サクラ[12月13日号]

みなさま、お久しぶりです。12月に入って、関東で地震が続きました。なんだか嫌ですね。直後は、「備えをしなければ」と思うのです。でも、何ごともなくしばらくすると、つい油断してしまいます。だめですね。

今年9月にオープンしたばかりの高崎芸術劇場を舞台に、官製談合事件が起きました。高崎市職員ら3人が逮捕され、いずれもおおむね容疑を認めているといいます。そのうちの1人は政財界への影響力を持ち、「天皇」と呼ばれるほど権力に近かったようです。開発が進み、スポットライトを浴びてきた「商都」に、いつの間にか暗い闇が忍び込んでいました。

今後、全容が明らかにされると思います。なぜ、こうした事件が起きたのか。どうしたら防げるのか。

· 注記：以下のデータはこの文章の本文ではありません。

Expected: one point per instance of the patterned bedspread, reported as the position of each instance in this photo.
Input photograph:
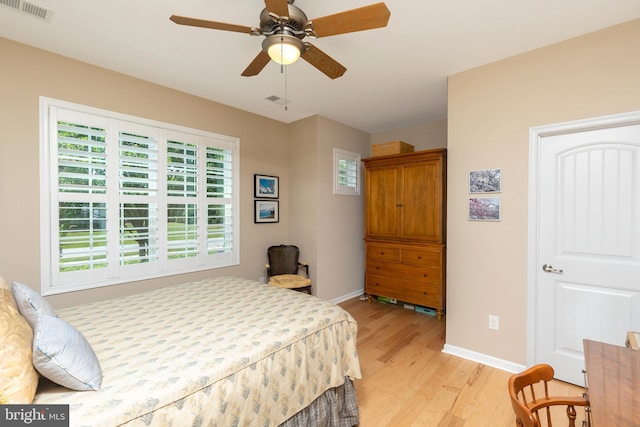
(221, 352)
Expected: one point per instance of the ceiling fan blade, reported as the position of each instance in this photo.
(323, 62)
(258, 63)
(278, 7)
(194, 22)
(363, 18)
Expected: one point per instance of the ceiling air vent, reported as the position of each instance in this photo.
(276, 99)
(28, 9)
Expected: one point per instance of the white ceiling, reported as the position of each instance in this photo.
(396, 76)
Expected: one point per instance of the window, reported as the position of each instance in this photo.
(346, 172)
(125, 198)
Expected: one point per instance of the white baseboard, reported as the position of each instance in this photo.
(494, 362)
(343, 298)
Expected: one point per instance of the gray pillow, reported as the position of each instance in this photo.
(62, 354)
(30, 303)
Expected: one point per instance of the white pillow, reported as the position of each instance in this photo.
(30, 303)
(62, 354)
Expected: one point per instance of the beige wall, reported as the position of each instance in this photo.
(327, 227)
(491, 110)
(424, 136)
(28, 73)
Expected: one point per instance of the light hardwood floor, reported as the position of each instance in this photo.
(408, 381)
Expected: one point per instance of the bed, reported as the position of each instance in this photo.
(218, 352)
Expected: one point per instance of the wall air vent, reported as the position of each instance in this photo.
(28, 9)
(15, 4)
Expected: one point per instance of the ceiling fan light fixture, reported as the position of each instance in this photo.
(283, 48)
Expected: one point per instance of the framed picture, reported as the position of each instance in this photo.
(266, 211)
(485, 181)
(484, 209)
(266, 187)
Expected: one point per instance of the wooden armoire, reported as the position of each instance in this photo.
(405, 214)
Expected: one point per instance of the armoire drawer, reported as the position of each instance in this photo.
(383, 253)
(427, 258)
(402, 271)
(405, 290)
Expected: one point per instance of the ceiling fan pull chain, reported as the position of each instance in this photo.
(286, 94)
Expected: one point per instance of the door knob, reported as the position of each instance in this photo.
(548, 268)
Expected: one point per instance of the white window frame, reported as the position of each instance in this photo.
(53, 281)
(354, 160)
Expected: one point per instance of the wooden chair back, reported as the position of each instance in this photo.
(532, 405)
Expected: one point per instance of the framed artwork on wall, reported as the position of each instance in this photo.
(485, 181)
(266, 211)
(266, 186)
(484, 209)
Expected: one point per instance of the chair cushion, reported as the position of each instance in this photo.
(289, 281)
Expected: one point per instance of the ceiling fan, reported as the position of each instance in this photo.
(285, 26)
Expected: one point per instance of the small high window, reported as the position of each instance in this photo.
(346, 172)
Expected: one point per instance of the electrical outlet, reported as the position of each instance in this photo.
(494, 322)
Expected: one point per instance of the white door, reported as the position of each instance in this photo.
(588, 240)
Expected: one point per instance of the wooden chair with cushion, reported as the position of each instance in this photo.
(529, 393)
(283, 269)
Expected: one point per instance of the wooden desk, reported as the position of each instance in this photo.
(613, 383)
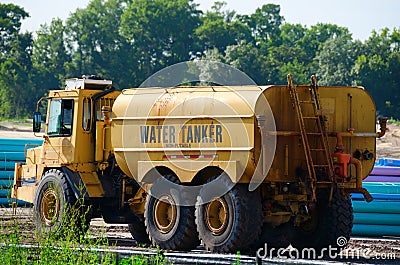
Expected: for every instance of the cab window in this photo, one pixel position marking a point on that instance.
(60, 117)
(87, 114)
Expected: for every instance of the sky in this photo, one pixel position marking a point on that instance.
(359, 16)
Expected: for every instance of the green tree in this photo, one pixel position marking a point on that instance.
(336, 59)
(15, 63)
(161, 32)
(377, 69)
(50, 57)
(10, 25)
(221, 28)
(265, 25)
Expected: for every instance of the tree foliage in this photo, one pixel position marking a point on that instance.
(129, 40)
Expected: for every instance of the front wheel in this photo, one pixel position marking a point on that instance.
(138, 232)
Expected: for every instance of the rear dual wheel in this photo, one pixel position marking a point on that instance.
(169, 223)
(231, 222)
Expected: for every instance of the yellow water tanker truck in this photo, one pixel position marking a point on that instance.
(231, 167)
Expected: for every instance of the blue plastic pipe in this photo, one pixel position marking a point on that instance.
(382, 187)
(377, 196)
(376, 207)
(6, 174)
(377, 218)
(12, 156)
(376, 230)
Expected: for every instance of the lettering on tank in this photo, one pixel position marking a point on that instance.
(181, 135)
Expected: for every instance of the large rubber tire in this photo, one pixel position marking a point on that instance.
(170, 225)
(52, 203)
(229, 223)
(329, 224)
(138, 232)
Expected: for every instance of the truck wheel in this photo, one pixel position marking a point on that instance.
(169, 224)
(328, 226)
(231, 222)
(138, 232)
(52, 203)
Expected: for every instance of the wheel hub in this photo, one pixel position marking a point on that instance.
(49, 207)
(217, 216)
(165, 214)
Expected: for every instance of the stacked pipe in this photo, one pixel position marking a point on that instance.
(380, 217)
(11, 152)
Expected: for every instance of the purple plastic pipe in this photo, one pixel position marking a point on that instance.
(385, 171)
(382, 179)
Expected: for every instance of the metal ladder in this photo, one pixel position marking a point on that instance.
(319, 133)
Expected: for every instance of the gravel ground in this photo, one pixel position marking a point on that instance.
(358, 251)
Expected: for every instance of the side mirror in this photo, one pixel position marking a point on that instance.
(37, 121)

事実をもとに、検証することが大切だと考えます。

そういえば10月下旬~11月初旬に、経済産業相と法相が辞表を出しました。相次ぐ閣僚の辞任は異常事態のはずですが、まだきちんと説明してもらっていません。これでは何もわからず、検証のしようがありません。何度も似たような光景を見て、そのたびにため息をついているような気がします。

「桜を見る会」。招待客の名簿を捨てただの、ナンダノカンダノ……。私は説明(?)を聞いても、頭が混乱するばかり。きれいなサクラを、汚い話に巻き込んでほしくないな。せめてそう願います。